Greater Manchester police have charged nine people in connection with the trouble that flared during the Manchester derby on Sunday when Rio Ferdinand was struck by a two-pence coin above his left eye while celebrating Robin van Persie's late winning goal for United.

A number of stadiums in the Bundesliga and other European leagues already have safety nets in place to protect the players and Taylor believes the incident involving Ferdinand is a stark warning that their safety is under threat.

He said: "It could have been a career-threatening injury if it had caught Rio's eye. There are certain areas that are more vulnerable than others – at corners, behind the goals and behind the dugout where substitutions are made. It's an option to consider. You wonder if there is a copycat reaction and that's obviously not good for players or referees.

"It's the job of the PFA to safeguard the players. If we ignore this problem we ignore it at our peril. It's trying to keep a check on a pattern. People may think there are sufficient sanctions in place but if that had been a bad injury to Rio I don't think anything could have condoned that.

"You wouldn't want anything to restrict the view and of course we aren't talking about fences, after Hillsborough. You've got to look at technology and see if there can be a way of protection without restricting the view. Safety of players and safety of fans is key."

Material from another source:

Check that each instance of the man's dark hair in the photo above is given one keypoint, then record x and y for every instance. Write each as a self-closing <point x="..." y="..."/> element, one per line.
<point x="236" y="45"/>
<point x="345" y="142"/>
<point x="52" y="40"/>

Cardiff's former Manchester City forward Craig Bellamy was targeted by Manchester United supporters who threw bottles and coins when the sides met in the Carling Cup in 2010, while a mobile phone was launched on to the pitch by a Liverpool supporter after Wayne Rooney scored during a game at Anfield in 2005.

The Football Association, which condemned Sunday's ugly scenes as "unacceptable", and the Metropolitan Police launched separate investigations into how a Chelsea steward was hospitalised after Manchester United's victory at Stamford Bridge in October. Objects thrown included a seat, apparently aimed at Javier Hernández.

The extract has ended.